[rabbitmq-discuss] Cluster Pathology

Wed Feb 11 01:54:05 GMT 2009

HI Dmitriy,

I don't expect the messages to get moved when the node comes back
up....well it would be nice, but I accept that it doesn't happen (in
fact, if the queue has been redeclared on another node during the
downtime, the messages "appear" to be lost when the downed node
returns...I'm sure they could be recovered from the persister log).

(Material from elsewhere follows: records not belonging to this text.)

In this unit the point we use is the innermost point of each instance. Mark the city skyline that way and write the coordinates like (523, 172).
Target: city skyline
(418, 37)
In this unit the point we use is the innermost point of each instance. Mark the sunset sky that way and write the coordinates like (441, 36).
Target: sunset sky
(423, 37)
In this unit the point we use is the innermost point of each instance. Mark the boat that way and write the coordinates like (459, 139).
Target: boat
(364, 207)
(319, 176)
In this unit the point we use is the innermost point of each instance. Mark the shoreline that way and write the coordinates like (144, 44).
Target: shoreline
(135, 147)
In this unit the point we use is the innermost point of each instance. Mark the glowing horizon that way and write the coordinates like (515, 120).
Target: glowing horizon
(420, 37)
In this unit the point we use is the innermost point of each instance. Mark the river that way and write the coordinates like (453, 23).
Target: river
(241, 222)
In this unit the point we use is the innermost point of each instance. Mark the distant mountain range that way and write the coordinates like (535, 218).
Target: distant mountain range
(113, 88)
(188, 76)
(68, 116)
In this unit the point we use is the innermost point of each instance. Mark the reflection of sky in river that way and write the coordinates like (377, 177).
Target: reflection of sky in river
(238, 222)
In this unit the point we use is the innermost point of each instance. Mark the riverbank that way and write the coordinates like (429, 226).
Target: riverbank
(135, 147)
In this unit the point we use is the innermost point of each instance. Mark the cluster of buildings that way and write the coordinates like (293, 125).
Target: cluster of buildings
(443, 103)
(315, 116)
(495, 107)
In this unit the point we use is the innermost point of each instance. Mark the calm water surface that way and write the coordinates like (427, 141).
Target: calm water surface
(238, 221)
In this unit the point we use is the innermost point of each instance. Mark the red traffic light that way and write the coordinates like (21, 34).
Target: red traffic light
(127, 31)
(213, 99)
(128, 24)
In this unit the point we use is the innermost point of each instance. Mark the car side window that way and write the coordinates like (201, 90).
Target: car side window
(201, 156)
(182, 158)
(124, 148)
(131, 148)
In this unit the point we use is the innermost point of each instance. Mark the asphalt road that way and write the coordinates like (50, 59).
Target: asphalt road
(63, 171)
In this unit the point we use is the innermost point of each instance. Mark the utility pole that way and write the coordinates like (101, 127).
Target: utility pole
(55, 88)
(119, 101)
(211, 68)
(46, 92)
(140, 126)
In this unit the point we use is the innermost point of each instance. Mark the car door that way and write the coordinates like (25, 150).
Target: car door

The fact that Node A is down is the crux of the issue (maybe it's
power supply blew? maybe it's disks are toast). Anyone subscribed to a
Node A-sourced queue via Node B gets orphaned (they don't get notified
it doesn't exist anymore, and recreation by someone else on Node B
doesn't apply to them). The point of our cluster is failover with the
future possibility of scaling the cluster. But first and foremost,
fail over. If subscribers on Node B get orphaned, they can't help
drain the queue when its been recreated, and it could be some time
before anyone realizes they're just twiddling their thumbs.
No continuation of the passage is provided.